In [None]:
# Standard library imports
import os
from pathlib import Path

# Third-party imports
from nilearn import plotting, maskers, glm, image
import nibabel as nib
import numpy as np
import pandas as pd
import scipy
import sklearn
from bids import BIDSLayout
from matplotlib import pyplot as plt
from nilearn.glm.first_level import hemodynamic_models
from sklearn.linear_model import LinearRegression

# Local application imports
from utils.spm_hrf import spm_hrf

### Data organization

The data are stored using a framework called the [Brain Imaging Data Structure](https://bids.neuroimaging.io/) (BIDS), which provides a standard way to organize neuroimaging data. These data can then be queried using the [PyBIDS](https://pypi.org/project/pybids/) Python package.

We will use the dataset from Haxby et al., 2001, which is available from OpenNeuro [ds000105](https://openneuro.org/datasets/ds000105/versions/3.0.0). Here are details about the data (from [PvMVPA](http://www.pymvpa.org/datadb/haxby2001.html)):

>This is a block-design fMRI dataset from a study on face and object representation in human ventral temporal cortex. It consists of 6 subjects with 12 runs per subject. In each run, the subjects passively viewed greyscale images of eight object categories, grouped in 24s blocks separated by rest periods. Each image was shown for 500ms and was followed by a 1500ms inter-stimulus interval. Full-brain fMRI data were recorded with a volume repetition time of 2.5s, thus, a stimulus block was covered by roughly 9 volumes. This dataset has been repeatedly reanalyzed. For a complete description of the experimental design, fMRI acquisition parameters, and previously obtained results see the references below.

In [None]:
# Set up data in PyBIDS layout that was installed from download.sh
bids_dir = Path("./ds000105")
layout = BIDSLayout(bids_dir, derivatives=True)
print(layout)

First we query for the anatomical image, which is used for overlaying the functional imaging data, and also to align individual brains to a common template.

In [None]:
anat_imgs = layout.get(
    subject=1, extension="nii.gz", suffix="T1w", return_type="filename"
)

print("Found the following anatomical images for sub-1:")
for img in anat_imgs:
    print(img)

# Now let's load the anatomical image and display the header
anat_img_nib = nib.load(anat_imgs[1])
print("The first anatomical image has the following header information:\n")
print(anat_img_nib.header)

These data are stored in a common image format known as [NifTI](https://nifti.nimh.nih.gov/nifti-1/), which is the main standard used for neuroimaging data in our field. 
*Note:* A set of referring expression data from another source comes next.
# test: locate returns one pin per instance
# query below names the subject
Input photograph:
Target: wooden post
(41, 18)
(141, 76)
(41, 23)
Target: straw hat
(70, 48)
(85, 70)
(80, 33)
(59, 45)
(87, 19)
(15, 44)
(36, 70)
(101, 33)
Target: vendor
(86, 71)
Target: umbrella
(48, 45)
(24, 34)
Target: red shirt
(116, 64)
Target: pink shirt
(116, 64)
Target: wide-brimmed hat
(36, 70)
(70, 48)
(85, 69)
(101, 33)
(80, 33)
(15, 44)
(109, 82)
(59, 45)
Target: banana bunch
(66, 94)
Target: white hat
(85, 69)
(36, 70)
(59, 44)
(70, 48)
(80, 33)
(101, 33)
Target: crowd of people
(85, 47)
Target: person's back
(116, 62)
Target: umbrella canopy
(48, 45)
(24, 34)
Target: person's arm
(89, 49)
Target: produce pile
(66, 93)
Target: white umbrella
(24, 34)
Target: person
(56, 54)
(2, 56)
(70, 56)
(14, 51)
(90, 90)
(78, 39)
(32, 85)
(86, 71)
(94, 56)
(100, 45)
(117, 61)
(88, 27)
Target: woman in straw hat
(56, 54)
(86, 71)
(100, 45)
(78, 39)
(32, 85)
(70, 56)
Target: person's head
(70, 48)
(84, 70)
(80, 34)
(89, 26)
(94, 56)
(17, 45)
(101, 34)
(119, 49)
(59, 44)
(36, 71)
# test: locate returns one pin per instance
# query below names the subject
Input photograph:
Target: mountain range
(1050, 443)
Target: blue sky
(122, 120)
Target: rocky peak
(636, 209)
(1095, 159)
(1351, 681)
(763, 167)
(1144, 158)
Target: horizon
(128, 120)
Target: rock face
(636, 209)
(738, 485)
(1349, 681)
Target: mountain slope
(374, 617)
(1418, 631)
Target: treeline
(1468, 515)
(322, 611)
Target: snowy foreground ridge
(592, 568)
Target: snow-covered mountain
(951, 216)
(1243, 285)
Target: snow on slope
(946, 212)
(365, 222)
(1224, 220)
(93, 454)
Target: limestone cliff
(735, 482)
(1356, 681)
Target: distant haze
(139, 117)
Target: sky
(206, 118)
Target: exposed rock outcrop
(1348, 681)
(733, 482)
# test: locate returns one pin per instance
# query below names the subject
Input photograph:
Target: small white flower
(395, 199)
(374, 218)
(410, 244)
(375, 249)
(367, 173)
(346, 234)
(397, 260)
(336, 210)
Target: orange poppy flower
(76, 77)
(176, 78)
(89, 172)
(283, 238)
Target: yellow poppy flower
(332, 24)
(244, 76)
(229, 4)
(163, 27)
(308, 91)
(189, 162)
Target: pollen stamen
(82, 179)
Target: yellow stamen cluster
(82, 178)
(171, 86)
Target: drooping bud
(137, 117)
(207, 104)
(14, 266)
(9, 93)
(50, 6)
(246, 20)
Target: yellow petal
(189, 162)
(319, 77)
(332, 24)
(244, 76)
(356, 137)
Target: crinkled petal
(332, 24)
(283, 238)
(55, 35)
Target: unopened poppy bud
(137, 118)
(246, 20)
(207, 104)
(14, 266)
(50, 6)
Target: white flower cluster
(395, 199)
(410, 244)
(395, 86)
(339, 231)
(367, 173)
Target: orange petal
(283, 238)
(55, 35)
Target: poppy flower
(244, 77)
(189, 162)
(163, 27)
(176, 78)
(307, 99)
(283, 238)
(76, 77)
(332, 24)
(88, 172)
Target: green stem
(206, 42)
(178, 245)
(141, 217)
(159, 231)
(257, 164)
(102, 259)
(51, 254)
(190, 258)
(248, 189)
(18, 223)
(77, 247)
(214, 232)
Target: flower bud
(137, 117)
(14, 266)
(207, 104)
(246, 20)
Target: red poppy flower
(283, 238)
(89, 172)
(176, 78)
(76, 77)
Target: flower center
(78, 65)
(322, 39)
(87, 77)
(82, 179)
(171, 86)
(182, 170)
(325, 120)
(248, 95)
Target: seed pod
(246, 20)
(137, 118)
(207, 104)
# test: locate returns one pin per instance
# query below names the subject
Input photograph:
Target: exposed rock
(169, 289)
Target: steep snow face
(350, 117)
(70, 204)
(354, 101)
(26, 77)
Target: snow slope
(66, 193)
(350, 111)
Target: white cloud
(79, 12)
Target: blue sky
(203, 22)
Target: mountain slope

We can display the anatomical image using the Nilearn plotting tools (see nilearn documentation for [plot_anat](https://nilearn.github.io/dev/modules/generated/plotting.plot_anat.html)):

In [None]:
# set vmax to 200 to provide better contrast
plotting.plot_anat(anat_imgs[1], vmax=200)

In [None]:
func_imgs = layout.get(
    subject=1, extension="nii.gz", suffix="bold", return_type="filename"
)

print("Found the following functional images for sub-1:")
for img in func_imgs:
    print(img)

# These images are 4-dimensional.
# We can load their data using the nibabel package (https://pypi.org/project/nibabel/) and inspect its contents:
func_img = nib.load(func_imgs[0])
func_data = func_img.get_fdata()

print(f"Functional image has shape: {func_data.shape}")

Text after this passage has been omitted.